Intervention de Nicolas Beytout

Commission d'enquête Concentration dans les médias — Réunion du 21 janvier 2022 à 14h40
Audition de M. Nicolas Beytout fondateur de l'opinion M. éric Fottorino cofondateur de le 1 hebdo M. Edwy Plenel président et cofondateur de mediapart et Mme Isabelle Roberts présidente du site d'information les jours

Nicolas Beytout, fondateur de L'Opinion :

Un ménage, c'est un journaliste animant une conférence, un colloque, une convention, au profit d'une entreprise ou d'une fédération professionnelle. C'est assez courant dans le métier. À L'Opinion, ces ménages doivent être spécifiquement autorisés et ne sont jamais rémunérés pour le journaliste. La rémunération rentre dans le chiffre d'affaires du journal, souvent via des prises d'abonnements facturées. C'est une façon vertueuse de déconnecter le journaliste de la puissance économique pour laquelle il travaille.

Je doute qu'il soit très efficace d'encadrer l'affectation des dépenses publicitaires en fonction de l'endroit où elles sont effectuées. Comment comptez-vous une publicité insérée dans un journal papier qui a une application et qui est lue sur le numérique en pdf ? C'est complexe techniquement et difficilement faisable.

Je voudrais vous alerter sur un point : en général, la presse est en mauvais état économique.
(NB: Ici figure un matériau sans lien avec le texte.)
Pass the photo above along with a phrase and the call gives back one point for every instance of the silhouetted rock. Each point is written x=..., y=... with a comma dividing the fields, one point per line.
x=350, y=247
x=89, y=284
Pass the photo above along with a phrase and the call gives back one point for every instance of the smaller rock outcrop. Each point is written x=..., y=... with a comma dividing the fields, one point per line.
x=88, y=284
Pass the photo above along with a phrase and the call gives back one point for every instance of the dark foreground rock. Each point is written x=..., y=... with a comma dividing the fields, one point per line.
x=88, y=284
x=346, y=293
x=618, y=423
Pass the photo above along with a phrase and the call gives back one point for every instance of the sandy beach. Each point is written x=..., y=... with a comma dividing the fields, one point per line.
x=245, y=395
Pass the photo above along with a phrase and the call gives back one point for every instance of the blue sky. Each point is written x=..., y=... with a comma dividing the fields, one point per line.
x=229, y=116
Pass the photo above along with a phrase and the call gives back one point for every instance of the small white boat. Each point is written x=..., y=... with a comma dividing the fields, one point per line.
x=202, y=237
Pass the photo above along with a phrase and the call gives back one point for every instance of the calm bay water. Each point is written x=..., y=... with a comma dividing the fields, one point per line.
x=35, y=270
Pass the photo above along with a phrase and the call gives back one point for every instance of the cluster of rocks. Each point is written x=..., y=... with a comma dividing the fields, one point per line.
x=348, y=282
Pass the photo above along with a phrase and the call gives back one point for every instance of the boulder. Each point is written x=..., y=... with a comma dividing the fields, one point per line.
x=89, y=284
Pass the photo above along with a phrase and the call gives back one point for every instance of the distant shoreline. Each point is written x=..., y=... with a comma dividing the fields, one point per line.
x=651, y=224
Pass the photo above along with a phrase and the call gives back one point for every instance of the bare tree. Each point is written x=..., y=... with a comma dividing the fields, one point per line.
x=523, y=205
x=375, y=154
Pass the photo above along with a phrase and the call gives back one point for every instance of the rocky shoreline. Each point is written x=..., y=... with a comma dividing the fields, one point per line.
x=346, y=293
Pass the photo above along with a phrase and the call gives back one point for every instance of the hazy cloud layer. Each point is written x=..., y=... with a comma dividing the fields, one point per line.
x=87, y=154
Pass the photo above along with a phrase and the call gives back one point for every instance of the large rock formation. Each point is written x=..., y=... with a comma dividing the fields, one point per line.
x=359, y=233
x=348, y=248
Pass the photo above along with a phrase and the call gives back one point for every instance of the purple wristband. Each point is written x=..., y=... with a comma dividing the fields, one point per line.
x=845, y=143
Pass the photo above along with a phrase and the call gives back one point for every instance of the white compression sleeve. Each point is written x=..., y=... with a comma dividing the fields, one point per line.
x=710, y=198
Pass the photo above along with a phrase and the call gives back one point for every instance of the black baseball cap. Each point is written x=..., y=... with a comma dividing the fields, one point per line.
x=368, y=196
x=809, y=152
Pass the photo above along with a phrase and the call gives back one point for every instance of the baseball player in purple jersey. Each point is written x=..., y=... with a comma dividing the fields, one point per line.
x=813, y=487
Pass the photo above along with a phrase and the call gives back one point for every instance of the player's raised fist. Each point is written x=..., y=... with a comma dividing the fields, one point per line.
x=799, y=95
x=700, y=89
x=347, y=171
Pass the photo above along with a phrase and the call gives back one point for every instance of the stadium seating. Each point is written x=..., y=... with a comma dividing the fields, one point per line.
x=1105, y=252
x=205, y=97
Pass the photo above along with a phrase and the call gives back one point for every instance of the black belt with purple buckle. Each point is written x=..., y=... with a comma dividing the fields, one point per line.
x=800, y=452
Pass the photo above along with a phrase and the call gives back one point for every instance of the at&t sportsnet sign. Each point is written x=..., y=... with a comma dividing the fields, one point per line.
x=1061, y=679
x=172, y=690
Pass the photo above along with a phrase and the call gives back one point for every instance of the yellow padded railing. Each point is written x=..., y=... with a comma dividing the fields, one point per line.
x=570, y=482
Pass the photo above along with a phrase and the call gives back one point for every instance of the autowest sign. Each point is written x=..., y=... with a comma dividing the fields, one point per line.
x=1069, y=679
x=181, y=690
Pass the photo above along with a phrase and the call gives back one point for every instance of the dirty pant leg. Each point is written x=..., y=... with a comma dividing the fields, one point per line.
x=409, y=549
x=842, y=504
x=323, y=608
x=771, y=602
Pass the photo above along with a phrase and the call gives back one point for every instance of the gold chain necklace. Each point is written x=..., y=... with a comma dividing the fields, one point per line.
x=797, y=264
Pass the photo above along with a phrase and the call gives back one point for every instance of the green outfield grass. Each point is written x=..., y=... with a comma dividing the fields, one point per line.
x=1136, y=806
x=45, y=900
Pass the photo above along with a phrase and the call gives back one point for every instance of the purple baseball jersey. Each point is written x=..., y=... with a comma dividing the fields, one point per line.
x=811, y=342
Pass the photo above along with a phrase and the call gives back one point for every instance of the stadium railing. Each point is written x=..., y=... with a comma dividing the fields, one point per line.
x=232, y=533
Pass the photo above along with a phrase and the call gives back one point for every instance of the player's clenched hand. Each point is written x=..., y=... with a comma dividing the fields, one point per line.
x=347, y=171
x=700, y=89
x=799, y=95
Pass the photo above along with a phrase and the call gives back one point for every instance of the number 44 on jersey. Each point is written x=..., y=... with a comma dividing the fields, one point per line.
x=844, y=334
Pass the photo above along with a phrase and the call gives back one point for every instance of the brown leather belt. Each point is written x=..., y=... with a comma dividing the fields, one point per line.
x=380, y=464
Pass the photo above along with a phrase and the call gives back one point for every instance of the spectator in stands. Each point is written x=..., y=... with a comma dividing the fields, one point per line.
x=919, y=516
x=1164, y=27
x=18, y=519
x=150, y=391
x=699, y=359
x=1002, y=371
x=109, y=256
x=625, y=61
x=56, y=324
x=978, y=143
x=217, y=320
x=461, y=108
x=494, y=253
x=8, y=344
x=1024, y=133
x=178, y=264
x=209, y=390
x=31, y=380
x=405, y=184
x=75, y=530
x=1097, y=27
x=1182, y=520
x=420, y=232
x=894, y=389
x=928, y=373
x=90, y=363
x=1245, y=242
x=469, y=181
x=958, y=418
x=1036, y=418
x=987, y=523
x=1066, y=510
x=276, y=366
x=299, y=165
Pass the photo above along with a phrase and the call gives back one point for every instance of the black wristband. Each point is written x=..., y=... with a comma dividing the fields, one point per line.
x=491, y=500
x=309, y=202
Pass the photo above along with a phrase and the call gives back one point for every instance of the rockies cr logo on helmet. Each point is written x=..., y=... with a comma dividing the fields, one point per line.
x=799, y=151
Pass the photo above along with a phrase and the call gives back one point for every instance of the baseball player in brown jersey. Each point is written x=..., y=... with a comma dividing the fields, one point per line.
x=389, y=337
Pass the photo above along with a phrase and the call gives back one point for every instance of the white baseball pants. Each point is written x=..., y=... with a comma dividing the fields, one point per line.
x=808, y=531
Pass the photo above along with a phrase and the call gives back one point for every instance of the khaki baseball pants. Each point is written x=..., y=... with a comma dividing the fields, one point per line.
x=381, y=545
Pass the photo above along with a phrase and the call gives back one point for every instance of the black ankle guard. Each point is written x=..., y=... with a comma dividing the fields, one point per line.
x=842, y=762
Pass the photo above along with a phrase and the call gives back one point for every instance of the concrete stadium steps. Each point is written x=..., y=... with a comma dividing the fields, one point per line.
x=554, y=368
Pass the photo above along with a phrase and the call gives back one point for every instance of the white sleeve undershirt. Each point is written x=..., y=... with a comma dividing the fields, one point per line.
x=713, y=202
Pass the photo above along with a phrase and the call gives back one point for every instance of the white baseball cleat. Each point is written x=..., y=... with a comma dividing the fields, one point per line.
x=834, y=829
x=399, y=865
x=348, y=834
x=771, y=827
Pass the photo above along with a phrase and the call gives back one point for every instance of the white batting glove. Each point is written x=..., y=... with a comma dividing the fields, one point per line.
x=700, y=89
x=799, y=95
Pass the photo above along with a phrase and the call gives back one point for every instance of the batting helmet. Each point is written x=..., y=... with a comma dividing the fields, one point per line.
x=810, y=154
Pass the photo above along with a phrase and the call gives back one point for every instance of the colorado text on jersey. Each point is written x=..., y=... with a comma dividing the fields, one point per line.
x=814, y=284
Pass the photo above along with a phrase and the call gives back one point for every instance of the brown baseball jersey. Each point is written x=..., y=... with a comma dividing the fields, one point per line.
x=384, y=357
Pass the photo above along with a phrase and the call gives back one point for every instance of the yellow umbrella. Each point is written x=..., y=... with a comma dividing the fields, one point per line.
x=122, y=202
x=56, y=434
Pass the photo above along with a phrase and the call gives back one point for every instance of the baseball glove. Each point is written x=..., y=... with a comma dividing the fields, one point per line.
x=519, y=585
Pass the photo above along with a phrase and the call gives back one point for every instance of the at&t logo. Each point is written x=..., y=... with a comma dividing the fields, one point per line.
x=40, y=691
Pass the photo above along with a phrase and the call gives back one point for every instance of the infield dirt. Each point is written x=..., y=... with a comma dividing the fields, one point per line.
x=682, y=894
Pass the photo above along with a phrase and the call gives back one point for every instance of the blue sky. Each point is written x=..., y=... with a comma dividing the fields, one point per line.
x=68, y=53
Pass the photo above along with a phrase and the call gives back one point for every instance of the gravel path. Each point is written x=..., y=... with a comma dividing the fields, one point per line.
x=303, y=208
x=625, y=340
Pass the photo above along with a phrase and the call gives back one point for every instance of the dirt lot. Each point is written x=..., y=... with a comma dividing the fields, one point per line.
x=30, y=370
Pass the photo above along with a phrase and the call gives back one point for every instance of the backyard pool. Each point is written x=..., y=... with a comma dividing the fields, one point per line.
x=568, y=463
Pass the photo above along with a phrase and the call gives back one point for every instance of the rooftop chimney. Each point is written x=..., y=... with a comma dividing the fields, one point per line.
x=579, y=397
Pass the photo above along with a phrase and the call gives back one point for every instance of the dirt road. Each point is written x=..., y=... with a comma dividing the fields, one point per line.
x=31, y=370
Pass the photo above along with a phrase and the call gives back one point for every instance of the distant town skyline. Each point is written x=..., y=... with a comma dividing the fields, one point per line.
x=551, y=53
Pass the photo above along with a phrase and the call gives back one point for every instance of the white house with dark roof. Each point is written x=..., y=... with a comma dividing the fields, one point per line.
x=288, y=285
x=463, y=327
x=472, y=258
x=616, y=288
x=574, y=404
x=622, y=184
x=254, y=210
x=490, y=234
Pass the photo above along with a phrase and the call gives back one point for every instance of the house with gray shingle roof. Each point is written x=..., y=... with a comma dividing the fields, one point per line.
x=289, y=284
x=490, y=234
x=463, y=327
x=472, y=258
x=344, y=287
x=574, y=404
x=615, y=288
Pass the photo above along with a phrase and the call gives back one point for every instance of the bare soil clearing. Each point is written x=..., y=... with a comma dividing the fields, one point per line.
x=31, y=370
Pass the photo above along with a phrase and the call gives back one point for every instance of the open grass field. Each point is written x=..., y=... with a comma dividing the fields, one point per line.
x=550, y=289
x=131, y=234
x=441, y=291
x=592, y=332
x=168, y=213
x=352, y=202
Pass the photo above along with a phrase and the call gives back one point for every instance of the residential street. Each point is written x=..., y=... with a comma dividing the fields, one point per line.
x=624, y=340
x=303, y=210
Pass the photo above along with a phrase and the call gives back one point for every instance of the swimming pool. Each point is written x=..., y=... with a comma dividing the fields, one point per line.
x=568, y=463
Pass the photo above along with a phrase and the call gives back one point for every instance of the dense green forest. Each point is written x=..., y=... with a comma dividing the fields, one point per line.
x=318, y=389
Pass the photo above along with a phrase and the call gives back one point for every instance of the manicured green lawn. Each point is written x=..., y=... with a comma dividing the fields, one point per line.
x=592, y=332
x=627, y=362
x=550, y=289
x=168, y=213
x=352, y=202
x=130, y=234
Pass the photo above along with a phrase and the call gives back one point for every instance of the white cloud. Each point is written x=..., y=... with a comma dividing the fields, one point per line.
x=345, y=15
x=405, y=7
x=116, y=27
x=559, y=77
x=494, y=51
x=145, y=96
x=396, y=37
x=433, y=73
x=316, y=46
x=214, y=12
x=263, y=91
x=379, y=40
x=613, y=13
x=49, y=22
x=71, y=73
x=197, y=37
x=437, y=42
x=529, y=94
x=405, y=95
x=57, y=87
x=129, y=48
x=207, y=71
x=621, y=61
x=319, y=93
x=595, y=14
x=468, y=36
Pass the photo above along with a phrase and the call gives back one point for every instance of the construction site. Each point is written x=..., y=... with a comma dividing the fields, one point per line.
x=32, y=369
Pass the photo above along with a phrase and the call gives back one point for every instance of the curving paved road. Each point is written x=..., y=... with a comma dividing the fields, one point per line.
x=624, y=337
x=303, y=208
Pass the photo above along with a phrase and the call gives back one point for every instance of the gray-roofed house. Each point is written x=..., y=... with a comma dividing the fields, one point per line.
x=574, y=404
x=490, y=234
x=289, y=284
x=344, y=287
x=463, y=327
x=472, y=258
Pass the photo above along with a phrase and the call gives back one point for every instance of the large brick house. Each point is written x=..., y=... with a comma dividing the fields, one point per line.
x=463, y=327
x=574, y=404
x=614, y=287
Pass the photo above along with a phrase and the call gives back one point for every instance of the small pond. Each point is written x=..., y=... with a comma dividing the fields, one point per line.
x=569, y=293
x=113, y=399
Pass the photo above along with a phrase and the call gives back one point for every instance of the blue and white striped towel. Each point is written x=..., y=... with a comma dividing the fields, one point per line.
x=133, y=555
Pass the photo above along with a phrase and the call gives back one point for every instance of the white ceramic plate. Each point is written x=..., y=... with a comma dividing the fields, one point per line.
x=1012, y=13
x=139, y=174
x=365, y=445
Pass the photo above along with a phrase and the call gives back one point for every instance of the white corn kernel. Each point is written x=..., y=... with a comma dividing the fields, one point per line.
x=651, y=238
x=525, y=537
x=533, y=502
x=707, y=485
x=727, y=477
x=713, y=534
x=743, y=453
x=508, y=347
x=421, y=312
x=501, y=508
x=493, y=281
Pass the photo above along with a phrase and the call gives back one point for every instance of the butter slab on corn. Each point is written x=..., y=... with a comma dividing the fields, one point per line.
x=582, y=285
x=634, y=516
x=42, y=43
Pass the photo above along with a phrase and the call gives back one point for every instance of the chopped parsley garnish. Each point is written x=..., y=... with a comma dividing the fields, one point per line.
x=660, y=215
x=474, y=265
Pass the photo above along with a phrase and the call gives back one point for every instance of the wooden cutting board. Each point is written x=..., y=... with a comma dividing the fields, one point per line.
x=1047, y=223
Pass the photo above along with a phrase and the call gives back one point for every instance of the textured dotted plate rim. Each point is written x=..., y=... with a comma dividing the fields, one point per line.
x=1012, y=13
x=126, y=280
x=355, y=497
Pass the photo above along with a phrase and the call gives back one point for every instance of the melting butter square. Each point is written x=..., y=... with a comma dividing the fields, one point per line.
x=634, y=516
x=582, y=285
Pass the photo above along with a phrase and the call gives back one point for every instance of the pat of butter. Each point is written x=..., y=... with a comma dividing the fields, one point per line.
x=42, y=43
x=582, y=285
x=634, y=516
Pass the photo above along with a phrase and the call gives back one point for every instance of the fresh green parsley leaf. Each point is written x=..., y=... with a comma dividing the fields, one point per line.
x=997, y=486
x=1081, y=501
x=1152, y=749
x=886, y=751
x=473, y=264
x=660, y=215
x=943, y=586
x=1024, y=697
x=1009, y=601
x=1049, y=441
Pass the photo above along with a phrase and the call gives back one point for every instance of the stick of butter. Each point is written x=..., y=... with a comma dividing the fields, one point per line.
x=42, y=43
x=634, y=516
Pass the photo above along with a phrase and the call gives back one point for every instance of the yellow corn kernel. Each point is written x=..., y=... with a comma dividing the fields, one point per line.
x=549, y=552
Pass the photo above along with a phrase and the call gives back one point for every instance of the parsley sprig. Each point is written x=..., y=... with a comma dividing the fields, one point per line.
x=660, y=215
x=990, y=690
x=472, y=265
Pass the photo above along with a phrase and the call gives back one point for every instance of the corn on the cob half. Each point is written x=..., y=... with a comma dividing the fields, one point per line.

La presse pourrait-elle vivre autrement que par l'injection de dizaines de millions d'euros chaque année ? La question des milliardaires est un sujet, celle de la concentration des médias en est un autre, même si, évidemment, ces sujets s'additionnent parfois. Seules des personnes qui ont énormément d'argent investissent, car les médias demandent des dépenses considérables pour un retour sur investissement misérable - quand bien même il y en aurait un... Vous devez reconnaître à ces personnes un intérêt général à investir. Vous pouvez aussi réguler leur influence et leur mainmise sur telle ou telle rédaction. Mais si vous estimez que ces gens sont les adversaires d'une presse libre, il n'y aura plus beaucoup de journaux dans dix ans, car les coûts de structure de la presse sont quasiment insupportables.

Pourquoi les aides existent-elles en France ? Avec le droit du travail, les coûts sociaux sont gigantesques. Les imprimeries fonctionnent avec des coûts de fabrication deux à trois fois supérieurs à ce qui se passe ailleurs. C'est historiquement le résultat de lâchetés successives des patrons de presse et du législateur, avec un corpus législatif faisant que la presse papier est fortement déficitaire. Il y aurait un grand danger à interdire aux grandes fortunes d'investir dans la presse, et vous risqueriez de faire basculer ce monde dans l'inconnu.

Une dernière remarque, là aussi en forme d'alerte : de nombreuses formules existent pour protéger les rédactions. Mais aucune entreprise ne peut durablement vivre avec des salariés en opposition frontale avec leur patron, que ce soit dans le secteur médiatique ou dans tout autre secteur. Vous ne pouvez pas défendre une harmonie ou un projet économique si tous ceux qui travaillent dans l'entreprise sont fondamentalement opposés à ce que veut faire le propriétaire. Tous les outils peuvent être inventés, mais si vous tendez vers la construction de modèles d'opposition absolue entre les rédactions et les propriétaires, ceux qui viennent sauver les journaux aujourd'hui ne viendront peut-être plus demain.